Das Myste­riö­se am Tode des Bar­schel drück­te sich in dem Foto eben­so aus wie das ganz Kon­kre­te. Das Ende eines Man­nes, der den Men­schen eine Poli­tik auf­zwin­gen woll­te, die geschei­tert ist und kei­ne Mehr­heit mehr fand. Und das Ende eines Man­nes, den sei­ne Klas­se aus­spie – aus­spie nicht etwa, weil er sie ver­ra­ten hat­te, nein, nur weil er kei­nen Erfolg mehr hat­te, weil »es her­aus­kam«. Die Herr­schen­den sind mör­de­risch gegen­über einem, der nicht mehr funk­tio­niert, der kei­nen Erfolg hat, kei­nen Pro­fit bringt. Das wis­sen Mil­lio­nen Arbeits­lo­se. Und das war das Schick­sal des gro­ßen Auf­stei­gers Bar­schel. Wir schrie­ben wei­ter: »Das Foto war nicht das erste Foto einer Lei­che im Blatt. Wir haben tote KZ-Häft­lin­ge abge­bil­det, den toten Ben­no Ohnes­org, tote Frei­heits­kämp­fer, Kriegs­op­fer, tote Kin­der aus Süd­afri­ka, aber auch tote Con­tras aus Nica­ra­gua, den toten Hit­ler­stell­ver­tre­ter Hess in Bild-Zei­tungs­auf­bah­rung. Wir rei­hen all die­se Fotos ein in den Kampf für eine Welt, die sol­che Bil­der nicht mehr kennt. Wir wol­len auch kei­ne toten ultra­rech­ten Mäch­ti­gen mehr abbil­den – es soll ein­fach kei­ne mehr an der Macht geben. Wir wol­len kei­ne Toten auf den Schlacht­fel­dern mehr zei­gen müs­sen, es soll kei­ne mehr geben.«

Wir frag­ten: Wem nützt was? Bar­schels Ende fand Nutz­nie­ßer. So stand es in einer bür­ger­li­chen Zei­tung: »Ret­te sich wer kann, heißt die Devi­se an der För­de. Dabei haben es die Über­le­ben­den leich­ter als die Toten.
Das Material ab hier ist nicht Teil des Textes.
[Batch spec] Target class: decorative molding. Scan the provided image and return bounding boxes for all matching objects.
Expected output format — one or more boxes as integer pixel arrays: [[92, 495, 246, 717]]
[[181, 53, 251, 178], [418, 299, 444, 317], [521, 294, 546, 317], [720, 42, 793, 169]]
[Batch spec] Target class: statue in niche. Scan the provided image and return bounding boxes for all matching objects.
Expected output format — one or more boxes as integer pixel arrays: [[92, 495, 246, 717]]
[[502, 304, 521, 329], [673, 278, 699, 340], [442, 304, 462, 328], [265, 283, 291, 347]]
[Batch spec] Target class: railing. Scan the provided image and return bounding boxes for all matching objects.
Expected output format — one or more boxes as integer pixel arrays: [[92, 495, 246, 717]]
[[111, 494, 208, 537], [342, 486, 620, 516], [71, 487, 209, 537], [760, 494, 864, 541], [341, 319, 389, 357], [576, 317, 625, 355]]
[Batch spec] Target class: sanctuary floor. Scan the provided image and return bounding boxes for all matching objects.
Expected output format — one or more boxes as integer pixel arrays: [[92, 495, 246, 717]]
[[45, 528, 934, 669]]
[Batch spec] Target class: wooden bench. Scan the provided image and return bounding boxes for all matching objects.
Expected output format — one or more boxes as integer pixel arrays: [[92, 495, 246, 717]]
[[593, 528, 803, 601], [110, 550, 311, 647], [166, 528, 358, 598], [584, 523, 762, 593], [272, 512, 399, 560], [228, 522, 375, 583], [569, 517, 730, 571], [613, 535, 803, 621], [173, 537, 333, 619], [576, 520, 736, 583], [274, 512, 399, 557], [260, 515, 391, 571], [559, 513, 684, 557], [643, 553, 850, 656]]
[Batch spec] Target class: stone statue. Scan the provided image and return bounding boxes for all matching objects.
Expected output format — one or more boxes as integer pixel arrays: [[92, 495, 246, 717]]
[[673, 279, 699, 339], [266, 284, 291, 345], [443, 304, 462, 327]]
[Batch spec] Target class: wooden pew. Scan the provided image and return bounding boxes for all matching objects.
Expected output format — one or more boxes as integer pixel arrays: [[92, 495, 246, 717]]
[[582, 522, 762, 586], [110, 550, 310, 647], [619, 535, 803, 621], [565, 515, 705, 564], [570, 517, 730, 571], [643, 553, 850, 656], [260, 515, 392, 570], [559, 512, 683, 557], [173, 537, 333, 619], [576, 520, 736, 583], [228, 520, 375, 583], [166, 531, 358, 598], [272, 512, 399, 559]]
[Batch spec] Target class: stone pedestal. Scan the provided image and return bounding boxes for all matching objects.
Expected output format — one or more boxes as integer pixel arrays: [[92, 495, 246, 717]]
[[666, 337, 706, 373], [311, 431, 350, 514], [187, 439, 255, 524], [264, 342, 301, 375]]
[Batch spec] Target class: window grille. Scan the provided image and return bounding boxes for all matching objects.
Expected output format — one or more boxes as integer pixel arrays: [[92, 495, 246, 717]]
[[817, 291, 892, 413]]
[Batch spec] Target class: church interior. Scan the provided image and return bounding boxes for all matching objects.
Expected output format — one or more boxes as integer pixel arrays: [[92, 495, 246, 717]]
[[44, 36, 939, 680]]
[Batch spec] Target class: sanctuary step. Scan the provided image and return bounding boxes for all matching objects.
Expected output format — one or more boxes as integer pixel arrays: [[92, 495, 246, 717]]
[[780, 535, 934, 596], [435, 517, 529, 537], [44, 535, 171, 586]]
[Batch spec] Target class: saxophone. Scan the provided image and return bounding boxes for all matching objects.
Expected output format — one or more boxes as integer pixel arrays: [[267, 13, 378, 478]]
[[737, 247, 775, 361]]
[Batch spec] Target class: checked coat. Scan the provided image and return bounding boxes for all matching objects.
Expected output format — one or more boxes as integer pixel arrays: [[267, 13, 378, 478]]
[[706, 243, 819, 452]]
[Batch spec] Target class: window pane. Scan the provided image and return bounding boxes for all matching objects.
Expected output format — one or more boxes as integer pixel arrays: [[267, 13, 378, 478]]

Wer immer jetzt irgend­et­was auf Uwe Bar­schel schiebt, genießt einen unschätz­ba­ren Vor­teil: Der gestürz­te Regie­rungs­chef kann sich nicht mehr weh­ren« (Braun­schwei­ger Zei­tung, 21.10.87).

Unse­re Bericht­erstat­tung trug mir eine Gra­tu­la­ti­on durch Eck­art Spoo (1936-2016) ein, Vor­sit­zen­der der Deut­schen Jour­na­li­sten Uni­on und spä­ter Grün­der von Ossietzky. Es war der Beginn einer fast 30 Jah­re lan­gen Freundschaft.